In that sense, the world hasn’t changed much. Vietnam and China have an extensive economic and trade relationship, but Vietnam’s historical enmity towards the Chinese remains, not least because the two countries have competing and overlapping claims in the South China Sea. Hanoi, of course, names it the East Sea instead. This has led to nationalist unrest against Beijing and extreme sensitivities. Take, for example, the fact that the woke, smash hit ‘Barbie’ was banned in Vietnam just because for several seconds it shows a cartoonish, inaccurate world map which appears to reflect the ‘Nine-dash line’ of China’s claims in the disputed sea. That’s where things are at.

And who wants to exploit that rift the most? The US, of course. America not only sees Vietnam as a potential military counterweight to China, but also a potential economic partner that can replace Beijing as a manufacturing base. Vietnam, after all, is way behind China on the development ladder and has a burgeoning population of 97 million with a younger and cheaper labor force.

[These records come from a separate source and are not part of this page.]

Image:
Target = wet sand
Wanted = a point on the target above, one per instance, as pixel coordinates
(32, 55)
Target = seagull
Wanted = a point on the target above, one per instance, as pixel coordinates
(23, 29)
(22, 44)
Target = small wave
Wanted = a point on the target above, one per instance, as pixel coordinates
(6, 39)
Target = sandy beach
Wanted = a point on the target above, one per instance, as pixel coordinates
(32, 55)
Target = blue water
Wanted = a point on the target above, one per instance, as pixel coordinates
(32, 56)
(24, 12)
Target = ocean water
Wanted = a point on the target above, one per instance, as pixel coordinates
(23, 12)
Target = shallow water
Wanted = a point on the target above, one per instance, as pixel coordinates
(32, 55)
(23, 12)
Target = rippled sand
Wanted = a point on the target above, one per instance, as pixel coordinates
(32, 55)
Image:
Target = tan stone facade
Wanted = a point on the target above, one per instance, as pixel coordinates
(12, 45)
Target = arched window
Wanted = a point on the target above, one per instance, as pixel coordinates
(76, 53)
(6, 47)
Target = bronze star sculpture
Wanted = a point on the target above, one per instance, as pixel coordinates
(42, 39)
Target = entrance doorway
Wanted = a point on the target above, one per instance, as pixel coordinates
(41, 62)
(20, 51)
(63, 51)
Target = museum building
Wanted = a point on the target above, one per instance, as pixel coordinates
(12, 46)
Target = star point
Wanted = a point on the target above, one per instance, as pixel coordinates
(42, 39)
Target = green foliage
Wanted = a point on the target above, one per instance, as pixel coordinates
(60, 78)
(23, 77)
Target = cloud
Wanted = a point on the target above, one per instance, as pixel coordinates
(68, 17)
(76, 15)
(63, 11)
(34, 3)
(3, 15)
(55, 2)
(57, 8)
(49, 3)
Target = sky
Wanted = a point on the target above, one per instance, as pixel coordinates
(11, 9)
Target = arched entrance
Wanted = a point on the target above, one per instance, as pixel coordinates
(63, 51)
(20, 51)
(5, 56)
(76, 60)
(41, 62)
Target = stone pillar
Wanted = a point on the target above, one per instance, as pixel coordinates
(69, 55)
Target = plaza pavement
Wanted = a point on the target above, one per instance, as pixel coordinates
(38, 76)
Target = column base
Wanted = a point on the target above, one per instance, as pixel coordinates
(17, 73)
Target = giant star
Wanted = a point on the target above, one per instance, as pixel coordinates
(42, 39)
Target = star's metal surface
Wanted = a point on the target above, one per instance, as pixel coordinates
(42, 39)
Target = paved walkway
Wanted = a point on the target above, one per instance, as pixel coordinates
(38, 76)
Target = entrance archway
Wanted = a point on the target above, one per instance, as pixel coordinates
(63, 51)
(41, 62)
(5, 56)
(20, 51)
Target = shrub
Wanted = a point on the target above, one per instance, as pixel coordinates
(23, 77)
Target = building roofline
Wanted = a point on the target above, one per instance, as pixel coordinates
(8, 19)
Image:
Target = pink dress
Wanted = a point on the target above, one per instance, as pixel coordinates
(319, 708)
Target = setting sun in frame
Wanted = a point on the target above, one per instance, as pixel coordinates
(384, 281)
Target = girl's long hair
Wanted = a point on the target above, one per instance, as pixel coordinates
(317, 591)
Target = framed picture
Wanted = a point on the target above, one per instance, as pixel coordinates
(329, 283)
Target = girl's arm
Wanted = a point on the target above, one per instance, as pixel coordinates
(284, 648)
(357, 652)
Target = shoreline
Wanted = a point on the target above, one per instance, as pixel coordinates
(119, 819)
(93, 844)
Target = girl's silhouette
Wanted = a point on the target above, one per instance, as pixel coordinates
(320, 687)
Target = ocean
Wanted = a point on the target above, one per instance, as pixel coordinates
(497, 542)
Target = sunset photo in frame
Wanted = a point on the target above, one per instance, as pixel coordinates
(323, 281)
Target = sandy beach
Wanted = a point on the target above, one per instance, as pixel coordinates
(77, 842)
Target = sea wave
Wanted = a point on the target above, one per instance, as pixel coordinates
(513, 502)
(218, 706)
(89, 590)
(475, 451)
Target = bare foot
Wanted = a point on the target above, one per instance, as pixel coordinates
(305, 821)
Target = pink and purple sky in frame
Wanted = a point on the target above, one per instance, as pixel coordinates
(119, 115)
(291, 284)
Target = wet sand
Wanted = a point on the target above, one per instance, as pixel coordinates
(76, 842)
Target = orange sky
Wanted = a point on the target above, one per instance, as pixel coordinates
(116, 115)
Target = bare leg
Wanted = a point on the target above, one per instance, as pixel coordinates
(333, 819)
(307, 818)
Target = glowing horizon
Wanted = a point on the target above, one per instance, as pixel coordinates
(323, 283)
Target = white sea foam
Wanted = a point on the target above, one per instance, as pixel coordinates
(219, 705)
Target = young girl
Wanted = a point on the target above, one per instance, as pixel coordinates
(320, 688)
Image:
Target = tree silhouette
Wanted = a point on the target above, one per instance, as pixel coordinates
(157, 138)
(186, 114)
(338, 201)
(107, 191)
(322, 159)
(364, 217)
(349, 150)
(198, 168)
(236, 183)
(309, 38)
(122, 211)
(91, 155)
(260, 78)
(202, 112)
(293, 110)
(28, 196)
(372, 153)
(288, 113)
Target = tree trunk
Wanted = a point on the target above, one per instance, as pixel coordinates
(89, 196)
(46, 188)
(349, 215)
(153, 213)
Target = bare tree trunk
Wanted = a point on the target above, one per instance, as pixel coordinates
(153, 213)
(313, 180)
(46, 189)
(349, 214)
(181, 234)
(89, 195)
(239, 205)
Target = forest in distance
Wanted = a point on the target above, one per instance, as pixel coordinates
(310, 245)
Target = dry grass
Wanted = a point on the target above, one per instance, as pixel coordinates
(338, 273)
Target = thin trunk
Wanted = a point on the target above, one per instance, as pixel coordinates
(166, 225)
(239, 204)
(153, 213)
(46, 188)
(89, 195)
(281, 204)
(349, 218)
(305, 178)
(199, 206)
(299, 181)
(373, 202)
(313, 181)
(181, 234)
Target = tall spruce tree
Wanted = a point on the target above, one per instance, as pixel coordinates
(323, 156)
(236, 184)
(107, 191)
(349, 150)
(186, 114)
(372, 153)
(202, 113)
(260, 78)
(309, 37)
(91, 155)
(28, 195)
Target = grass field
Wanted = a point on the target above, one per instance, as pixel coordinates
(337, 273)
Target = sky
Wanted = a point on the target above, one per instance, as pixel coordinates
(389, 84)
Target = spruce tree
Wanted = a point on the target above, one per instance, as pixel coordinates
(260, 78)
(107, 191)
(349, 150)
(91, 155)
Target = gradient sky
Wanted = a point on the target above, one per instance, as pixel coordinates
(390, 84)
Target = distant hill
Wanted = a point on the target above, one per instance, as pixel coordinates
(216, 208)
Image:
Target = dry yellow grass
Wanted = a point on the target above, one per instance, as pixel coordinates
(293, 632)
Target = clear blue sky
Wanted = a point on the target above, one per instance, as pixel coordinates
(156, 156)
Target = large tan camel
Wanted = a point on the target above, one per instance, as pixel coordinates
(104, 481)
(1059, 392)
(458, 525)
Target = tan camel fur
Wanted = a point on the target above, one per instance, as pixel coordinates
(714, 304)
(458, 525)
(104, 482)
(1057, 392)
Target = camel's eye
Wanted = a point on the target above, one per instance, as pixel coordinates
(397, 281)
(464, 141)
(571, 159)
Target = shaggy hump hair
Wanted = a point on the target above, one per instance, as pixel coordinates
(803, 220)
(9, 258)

This is why the US has gone all out to expand its diplomatic presence in Vietnam, including the construction of a $1 billion new embassy compound. Washington is sure going to great lengths to present itself as a friend to a nation it once despised and bombed into oblivion – and it’s doing so without ever having offered any sort of formal apology in the intervening years.

For the Vietnamese, this is not shameful because, from their point of view, history is on their side. That is, they effectively defeated the US in 1973, despite the great cost, and got the Americans to leave. In their relationship with the US, they may know the true nature of the country they’re dealing with, but see it as the ‘loser’ reconciling with them, and you aren’t going to feel threatened by a country you know you can defeat, are you? Of course, that doesn’t excuse the bombing, but it has allowed Vietnam’s relationship with the US to be politically justified without any lasting resentment. The US is groveling somewhat, they could say.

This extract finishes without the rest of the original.